Privacy Policy

Effective Date: February 2, 2026

            Summary: During calibration, your health data is transmitted to our servers and processed entirely in ephemeral memory. No health data is written to disk or persistent storage. Once your personalized model is trained and delivered to your device, all health data is immediately purged from server memory. Your model then runs entirely on your device—we never see your ongoing health data.
        

1. Introduction

Pharo ("we," "our," or "the App") is committed to protecting your privacy. This Privacy Policy explains what data we collect, how we process it, with whom we share it, and your rights regarding your data.

By using Pharo, you consent to the practices described in this policy.

2. Data We Collect

2.1 Health Data (from Apple HealthKit)

With your explicit permission, we access the following from Apple HealthKit:

Heart rate (resting and active)
Heart rate variability (HRV)
Respiratory rate
Sleep analysis (duration, stages)
Step count and activity minutes

This data is stored locally on your device. During calibration, this data is transmitted to our servers for processing as described in Section 3.2.

2.2 Labels You Create

Any labels you create (e.g., "bad day," "good day," or any other text) and the dates you assign them to. These are transmitted during calibration to train your personalized model.

2.3 Account Information

Email address (for account identification and communication)
Apple ID identifier (an anonymous token used for Sign in with Apple)
Subscription status
Device type and iOS version (for compatibility)

2.4 What We Do NOT Collect

Your name (unless you provide it voluntarily)
Location data
Contacts or photos
Data from other apps

3. How We Use Your Data

3.1 Email Address

Your email address is used for:

Account identification and authentication
Service-related communications (calibration status, subscription updates)
Responding to support requests
Important privacy or security notifications

We do not use your email for marketing purposes without your explicit consent. Your email is stored securely in our account database and is never shared with third parties except as required to provide the service.

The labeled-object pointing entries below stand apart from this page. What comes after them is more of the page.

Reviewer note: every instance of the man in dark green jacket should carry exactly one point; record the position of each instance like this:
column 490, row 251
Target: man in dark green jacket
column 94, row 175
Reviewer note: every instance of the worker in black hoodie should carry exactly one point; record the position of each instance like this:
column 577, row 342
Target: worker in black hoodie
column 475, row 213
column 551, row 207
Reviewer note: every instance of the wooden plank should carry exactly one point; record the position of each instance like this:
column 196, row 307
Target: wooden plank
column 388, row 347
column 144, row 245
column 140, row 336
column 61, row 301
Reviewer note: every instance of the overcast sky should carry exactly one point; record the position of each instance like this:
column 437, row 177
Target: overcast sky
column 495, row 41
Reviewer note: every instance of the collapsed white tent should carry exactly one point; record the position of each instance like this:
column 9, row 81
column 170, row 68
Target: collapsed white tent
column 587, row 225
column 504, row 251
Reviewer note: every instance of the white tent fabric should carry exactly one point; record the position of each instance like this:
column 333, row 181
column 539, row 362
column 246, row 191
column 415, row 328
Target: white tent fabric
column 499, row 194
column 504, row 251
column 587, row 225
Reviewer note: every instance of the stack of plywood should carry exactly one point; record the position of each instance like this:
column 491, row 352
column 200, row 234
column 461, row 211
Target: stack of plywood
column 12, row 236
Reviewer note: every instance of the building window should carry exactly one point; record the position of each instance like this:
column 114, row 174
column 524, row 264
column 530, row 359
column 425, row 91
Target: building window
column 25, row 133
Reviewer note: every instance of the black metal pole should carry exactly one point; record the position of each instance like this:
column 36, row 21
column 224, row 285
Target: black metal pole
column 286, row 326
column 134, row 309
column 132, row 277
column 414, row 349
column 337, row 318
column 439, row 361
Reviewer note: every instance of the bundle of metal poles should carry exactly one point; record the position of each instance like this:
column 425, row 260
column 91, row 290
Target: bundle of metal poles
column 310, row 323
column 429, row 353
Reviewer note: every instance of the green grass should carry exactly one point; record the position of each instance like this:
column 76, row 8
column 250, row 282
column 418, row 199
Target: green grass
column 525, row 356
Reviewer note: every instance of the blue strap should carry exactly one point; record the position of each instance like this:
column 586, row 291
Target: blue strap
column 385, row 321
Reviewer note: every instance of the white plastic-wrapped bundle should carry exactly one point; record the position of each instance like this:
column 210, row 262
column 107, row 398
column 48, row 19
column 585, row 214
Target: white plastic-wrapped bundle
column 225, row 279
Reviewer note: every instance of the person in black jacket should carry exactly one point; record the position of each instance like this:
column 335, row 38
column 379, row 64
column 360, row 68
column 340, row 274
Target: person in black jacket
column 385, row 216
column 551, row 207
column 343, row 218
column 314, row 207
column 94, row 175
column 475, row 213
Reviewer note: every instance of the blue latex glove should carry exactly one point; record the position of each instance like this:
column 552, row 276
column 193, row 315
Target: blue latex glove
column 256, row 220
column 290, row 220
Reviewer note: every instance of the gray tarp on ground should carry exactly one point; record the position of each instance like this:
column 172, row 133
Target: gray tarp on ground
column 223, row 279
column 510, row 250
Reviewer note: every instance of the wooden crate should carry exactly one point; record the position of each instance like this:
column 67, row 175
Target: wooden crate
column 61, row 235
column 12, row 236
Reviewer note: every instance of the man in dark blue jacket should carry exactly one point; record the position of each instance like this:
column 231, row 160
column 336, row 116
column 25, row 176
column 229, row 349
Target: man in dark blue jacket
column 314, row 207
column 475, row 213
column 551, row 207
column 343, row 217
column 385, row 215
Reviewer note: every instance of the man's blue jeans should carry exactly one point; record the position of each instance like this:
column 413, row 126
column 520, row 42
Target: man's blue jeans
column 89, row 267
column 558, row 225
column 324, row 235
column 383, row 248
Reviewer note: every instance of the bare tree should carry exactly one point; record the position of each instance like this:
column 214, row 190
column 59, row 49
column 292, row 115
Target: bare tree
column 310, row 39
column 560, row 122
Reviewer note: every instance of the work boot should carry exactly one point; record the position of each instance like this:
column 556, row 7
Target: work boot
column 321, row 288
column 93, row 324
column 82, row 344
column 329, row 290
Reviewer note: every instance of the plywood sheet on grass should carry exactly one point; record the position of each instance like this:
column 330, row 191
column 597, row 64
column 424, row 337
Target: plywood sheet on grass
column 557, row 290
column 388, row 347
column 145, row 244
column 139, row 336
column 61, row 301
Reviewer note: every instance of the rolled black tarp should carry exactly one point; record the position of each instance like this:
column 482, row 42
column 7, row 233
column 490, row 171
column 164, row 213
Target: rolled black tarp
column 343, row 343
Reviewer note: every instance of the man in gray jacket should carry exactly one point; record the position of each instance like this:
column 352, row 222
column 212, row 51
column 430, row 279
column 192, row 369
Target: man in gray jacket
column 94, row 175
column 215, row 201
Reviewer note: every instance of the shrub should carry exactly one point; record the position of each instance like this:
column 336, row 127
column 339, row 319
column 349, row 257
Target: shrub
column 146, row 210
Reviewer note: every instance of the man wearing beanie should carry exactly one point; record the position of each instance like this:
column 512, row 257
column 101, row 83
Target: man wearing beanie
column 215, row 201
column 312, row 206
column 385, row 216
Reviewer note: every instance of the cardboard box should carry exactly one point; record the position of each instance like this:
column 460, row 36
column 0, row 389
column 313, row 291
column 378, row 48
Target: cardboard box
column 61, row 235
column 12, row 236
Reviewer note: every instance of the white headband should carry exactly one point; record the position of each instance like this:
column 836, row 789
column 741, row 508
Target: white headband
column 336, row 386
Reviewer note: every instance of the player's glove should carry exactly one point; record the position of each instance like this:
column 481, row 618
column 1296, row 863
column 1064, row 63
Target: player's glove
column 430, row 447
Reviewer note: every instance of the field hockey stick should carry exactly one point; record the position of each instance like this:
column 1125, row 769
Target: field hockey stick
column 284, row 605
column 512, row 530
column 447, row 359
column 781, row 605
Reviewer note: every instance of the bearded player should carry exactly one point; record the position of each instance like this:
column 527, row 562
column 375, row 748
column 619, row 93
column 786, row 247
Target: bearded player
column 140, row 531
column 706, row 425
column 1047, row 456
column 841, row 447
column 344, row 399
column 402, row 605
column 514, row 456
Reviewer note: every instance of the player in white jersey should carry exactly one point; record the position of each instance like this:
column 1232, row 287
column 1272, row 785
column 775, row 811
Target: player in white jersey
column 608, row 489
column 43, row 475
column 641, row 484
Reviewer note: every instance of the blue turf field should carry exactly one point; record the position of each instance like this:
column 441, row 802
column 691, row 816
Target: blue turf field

3.2 On-Device Processing (Default)

After calibration, all operations happen entirely on your iPhone:

Calculating your personal baseline statistics
Displaying trends and patterns
Running your trained model for daily insights

For these ongoing operations, no data leaves your device.

3.3 Calibration (Requires Data Transfer)

When you request model calibration (a Pro feature), your health data is transmitted to our servers for processing. Here is exactly what happens:

Your Device → Our Servers (ephemeral memory) → Your Device

1. Health data and labels transmitted via encrypted connection (TLS 1.3)
2. Data loaded into server memory for model training
3. Personalized model trained using your data
4. Trained model file transmitted back to your device
5. All health data immediately purged from server memory

No health data is written to disk or persistent storage at any point.

3.4 Data Sent During Calibration

Data Type	What's Sent	Purpose
Heart Rate	Daily values, timestamps	Feature extraction for model training
HRV	Daily values, timestamps	Baseline deviation calculation
Respiratory Rate	Daily values, timestamps	Pattern correlation analysis
Sleep	Duration, efficiency per night	Recovery pattern analysis
Activity	Daily step counts, active minutes	Activity pattern analysis
Labels	Dates and label text	Training target definition

4. Third-Party Data Sharing

Important: During calibration, we share limited statistical information with a third-party AI service (Anthropic) to orchestrate the model training process. This section explains exactly what is shared.

4.1 AI Service (Anthropic)

We use Anthropic's Claude AI to orchestrate the calibration process. The AI determines which experiments to run and how to optimize your model.

What is sent to Anthropic:

High-level statistical summaries (e.g., "45 days of data, 3 labeled episodes")
Aggregated feature statistics (e.g., "mean RHR deviation: 2.3 bpm")
Experiment results and model performance metrics
Your label text (the words you chose for your labels)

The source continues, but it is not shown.